「海の家」リメイク 一章 僕の仕事
ここは僕の父さんが経営する海の家。いろんな人が一息つくためにここに来る
「焼きそば三つくださ~い!!」
「お!お嬢ちゃん、一人で注文しに来たのかい?」
「うん!お父さんとお母さんとワタシの分買って来てって言われたの!」
「偉いねぇ。はいよ!!焼きそば三つ!その焼きそば熱いから気をつけて食べるんだよ。」
「はーい!」
「ういしょ…うーんおいしょ…」
「おいケント手が空いてんなら運ぶの手伝ってやれ。」
「あ、はーい。ねえ君大丈夫?焼きそば運ぶの手伝おうか?」
「いいの!私が運ぶの!私のお仕事だもん!」
「でも危ないよ?一つでいいから僕にも持つの手伝わせてよ。」
「じ…じゃあいいよ。」
「ありがとう、それじゃああそこまで一緒に運ぼうか。」
「わかった…。」
「よし!運べた。すごい!沢山運べるんだね。」
「でしょ!わたしお手伝い頑張ってるんだもん!」
「そうなんだ、偉いんだね。」
「うん!」
「あらすいません…お手伝いして頂いてありがとうございます、お忙しいでしょうに。」
この子のお母さんらしき人が僕に声をかけてきた。手も空いていたし、これは僕がやる仕事の一環だから別にわざわざお礼なんていいのに…この人の申し訳なさが晴れるよう僕は口調を少し明るくして言った。

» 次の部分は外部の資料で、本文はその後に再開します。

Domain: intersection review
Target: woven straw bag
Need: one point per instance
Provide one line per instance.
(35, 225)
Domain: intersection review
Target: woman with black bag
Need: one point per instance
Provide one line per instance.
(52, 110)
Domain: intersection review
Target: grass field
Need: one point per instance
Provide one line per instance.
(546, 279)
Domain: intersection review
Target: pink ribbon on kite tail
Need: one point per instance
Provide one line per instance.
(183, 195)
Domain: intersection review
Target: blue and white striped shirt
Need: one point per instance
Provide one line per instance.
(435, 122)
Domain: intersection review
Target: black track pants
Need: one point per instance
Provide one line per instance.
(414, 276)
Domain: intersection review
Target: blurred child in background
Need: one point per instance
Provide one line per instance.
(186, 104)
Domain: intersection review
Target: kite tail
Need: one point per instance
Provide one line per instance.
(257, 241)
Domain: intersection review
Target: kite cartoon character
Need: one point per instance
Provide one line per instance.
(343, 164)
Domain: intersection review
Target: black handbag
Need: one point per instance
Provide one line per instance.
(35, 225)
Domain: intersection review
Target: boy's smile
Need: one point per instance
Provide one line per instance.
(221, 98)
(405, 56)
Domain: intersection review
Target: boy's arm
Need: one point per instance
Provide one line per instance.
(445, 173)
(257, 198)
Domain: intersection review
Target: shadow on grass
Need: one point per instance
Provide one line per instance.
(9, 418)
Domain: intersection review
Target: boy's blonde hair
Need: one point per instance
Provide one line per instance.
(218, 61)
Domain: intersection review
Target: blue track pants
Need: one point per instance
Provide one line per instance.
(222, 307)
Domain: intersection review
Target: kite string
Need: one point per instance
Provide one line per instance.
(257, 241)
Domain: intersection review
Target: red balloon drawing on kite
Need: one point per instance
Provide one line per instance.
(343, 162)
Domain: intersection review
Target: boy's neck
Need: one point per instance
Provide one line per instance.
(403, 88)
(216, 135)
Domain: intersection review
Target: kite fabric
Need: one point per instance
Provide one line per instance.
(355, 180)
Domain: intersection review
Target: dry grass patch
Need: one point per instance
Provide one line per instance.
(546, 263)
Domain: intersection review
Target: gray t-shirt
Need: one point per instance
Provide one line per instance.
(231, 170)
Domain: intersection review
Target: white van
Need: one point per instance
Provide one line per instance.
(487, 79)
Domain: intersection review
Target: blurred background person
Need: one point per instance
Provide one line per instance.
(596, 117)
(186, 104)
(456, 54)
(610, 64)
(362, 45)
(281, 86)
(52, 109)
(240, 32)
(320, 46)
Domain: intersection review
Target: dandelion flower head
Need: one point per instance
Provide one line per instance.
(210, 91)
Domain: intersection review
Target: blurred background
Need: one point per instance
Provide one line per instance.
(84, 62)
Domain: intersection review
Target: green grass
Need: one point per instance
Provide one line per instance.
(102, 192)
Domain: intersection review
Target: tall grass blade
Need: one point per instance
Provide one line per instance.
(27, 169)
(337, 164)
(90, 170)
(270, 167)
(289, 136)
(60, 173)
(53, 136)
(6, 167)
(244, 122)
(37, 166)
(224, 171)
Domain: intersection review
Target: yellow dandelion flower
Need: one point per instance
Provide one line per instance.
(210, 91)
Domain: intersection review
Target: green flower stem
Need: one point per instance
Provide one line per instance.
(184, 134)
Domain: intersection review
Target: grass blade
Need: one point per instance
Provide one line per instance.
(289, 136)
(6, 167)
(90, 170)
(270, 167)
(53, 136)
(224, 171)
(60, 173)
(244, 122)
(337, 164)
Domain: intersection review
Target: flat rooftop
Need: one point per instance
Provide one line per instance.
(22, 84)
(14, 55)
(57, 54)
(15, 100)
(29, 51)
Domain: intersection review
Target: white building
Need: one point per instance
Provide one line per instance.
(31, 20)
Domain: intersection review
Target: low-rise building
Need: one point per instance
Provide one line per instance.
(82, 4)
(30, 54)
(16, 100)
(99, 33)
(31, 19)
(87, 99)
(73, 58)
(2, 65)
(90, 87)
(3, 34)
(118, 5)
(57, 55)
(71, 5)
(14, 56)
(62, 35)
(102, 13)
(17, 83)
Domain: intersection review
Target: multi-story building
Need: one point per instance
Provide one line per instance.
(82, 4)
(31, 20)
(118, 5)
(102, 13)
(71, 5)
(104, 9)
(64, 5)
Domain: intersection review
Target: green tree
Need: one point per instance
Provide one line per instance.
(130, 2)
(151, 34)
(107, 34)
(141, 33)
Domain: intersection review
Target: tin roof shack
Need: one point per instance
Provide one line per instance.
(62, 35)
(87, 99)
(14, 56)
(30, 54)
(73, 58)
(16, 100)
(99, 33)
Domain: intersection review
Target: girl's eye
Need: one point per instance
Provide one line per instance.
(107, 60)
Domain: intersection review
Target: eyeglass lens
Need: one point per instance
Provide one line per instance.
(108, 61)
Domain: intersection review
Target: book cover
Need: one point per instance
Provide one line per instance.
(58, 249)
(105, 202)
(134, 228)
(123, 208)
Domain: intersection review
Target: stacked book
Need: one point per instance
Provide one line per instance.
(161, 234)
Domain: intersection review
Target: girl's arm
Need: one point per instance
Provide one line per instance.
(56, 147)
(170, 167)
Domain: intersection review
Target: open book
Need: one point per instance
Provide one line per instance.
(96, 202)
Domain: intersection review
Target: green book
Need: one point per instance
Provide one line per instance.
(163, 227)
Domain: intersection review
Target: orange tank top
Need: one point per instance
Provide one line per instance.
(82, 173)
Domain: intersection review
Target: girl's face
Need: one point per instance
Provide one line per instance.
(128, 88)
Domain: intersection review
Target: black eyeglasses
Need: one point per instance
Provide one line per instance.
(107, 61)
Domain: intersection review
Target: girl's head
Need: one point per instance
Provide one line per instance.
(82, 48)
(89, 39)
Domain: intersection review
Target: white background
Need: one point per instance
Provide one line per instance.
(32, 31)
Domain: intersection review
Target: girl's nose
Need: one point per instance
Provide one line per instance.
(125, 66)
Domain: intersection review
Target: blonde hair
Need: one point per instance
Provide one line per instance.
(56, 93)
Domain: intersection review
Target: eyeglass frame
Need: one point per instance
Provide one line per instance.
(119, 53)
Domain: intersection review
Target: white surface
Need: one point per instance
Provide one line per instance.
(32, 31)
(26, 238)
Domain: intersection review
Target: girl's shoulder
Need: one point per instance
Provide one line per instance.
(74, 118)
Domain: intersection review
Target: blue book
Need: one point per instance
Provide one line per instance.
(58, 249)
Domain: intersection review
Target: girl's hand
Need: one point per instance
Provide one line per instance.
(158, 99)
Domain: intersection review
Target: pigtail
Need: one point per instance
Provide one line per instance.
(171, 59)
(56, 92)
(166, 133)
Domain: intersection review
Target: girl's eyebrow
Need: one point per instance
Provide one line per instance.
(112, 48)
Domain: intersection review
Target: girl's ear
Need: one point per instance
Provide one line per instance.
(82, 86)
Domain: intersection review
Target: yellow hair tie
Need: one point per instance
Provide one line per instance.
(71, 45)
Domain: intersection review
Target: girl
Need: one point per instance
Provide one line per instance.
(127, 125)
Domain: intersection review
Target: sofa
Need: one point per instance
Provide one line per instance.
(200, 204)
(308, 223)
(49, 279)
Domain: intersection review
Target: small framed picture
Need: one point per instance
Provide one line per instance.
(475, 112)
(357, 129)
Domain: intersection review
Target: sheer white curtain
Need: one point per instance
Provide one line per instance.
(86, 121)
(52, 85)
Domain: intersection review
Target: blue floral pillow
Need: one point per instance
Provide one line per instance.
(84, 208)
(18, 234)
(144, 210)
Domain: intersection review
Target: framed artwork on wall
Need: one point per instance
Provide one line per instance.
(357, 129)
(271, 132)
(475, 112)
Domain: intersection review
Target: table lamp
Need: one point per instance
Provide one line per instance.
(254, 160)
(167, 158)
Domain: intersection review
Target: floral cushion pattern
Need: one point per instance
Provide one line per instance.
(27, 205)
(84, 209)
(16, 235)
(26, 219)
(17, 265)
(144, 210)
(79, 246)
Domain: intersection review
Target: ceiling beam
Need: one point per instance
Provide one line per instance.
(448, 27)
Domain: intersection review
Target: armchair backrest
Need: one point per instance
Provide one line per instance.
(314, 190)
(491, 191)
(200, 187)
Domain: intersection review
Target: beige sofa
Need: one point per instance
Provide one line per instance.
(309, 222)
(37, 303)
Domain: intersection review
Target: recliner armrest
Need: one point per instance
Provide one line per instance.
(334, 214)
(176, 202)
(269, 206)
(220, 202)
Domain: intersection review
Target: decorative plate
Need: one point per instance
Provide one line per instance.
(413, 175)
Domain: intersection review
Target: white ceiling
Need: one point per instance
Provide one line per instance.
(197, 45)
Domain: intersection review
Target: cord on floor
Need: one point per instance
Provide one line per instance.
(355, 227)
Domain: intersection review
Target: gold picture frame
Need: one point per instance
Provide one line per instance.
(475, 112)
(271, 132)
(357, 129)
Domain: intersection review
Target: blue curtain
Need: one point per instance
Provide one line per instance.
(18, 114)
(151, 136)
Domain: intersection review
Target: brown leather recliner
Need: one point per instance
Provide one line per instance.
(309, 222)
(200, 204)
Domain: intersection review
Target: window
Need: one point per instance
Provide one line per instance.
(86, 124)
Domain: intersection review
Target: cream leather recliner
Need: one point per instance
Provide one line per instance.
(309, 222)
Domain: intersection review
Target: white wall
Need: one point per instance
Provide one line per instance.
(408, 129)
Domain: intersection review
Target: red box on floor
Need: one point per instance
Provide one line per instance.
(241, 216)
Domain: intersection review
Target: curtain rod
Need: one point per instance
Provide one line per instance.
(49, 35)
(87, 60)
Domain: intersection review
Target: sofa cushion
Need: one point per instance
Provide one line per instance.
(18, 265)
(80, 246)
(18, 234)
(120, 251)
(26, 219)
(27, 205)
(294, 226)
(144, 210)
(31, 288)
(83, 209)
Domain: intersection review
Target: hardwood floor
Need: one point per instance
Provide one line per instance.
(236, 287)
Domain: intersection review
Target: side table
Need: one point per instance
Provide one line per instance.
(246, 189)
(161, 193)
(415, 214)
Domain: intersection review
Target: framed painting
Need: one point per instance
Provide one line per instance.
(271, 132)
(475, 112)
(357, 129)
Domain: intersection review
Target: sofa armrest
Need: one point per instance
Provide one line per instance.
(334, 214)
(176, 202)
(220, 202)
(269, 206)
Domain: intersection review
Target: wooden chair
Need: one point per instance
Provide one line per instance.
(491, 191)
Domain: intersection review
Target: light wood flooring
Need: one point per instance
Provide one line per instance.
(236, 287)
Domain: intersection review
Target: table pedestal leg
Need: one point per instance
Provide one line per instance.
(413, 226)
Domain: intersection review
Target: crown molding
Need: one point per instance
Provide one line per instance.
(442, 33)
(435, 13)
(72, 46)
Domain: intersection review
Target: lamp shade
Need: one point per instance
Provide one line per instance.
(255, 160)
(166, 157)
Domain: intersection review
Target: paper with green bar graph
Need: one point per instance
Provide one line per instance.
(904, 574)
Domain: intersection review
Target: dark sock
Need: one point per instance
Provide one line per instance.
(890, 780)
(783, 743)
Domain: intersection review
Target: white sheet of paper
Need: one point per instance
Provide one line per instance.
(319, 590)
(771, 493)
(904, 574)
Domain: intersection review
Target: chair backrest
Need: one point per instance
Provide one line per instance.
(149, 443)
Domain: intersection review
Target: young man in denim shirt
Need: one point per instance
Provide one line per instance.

「いえいえ、お気になさらず。これも一つの仕事ですから。」
僕の仕事は海の家の従業員。父さんの手伝いだから給料なんてないけど、そんなものなくたって十分に楽しいし、社会経験にもなるから何も不満はない。焼きそばとか焼きイカ、それに焼きトウモロコシ(焼いてばっかりだ…)なんかをパック詰めしたり、かき氷のシロップの補充をしたり、さっきみたいには困ってる人の手伝いをしたりする。意外と仕事は多いけどなんだかんだ楽しいから続けられてる。礼儀とかはあんまりわかんないから、さっき見たいにかしこまられるとちょっと戸惑う。接客は結構やってるはずなのに全然慣れない。今は6月だけどこれから夏にかけてもっと沢山の人と触れ合ことになるだろうから気を引き締めないと。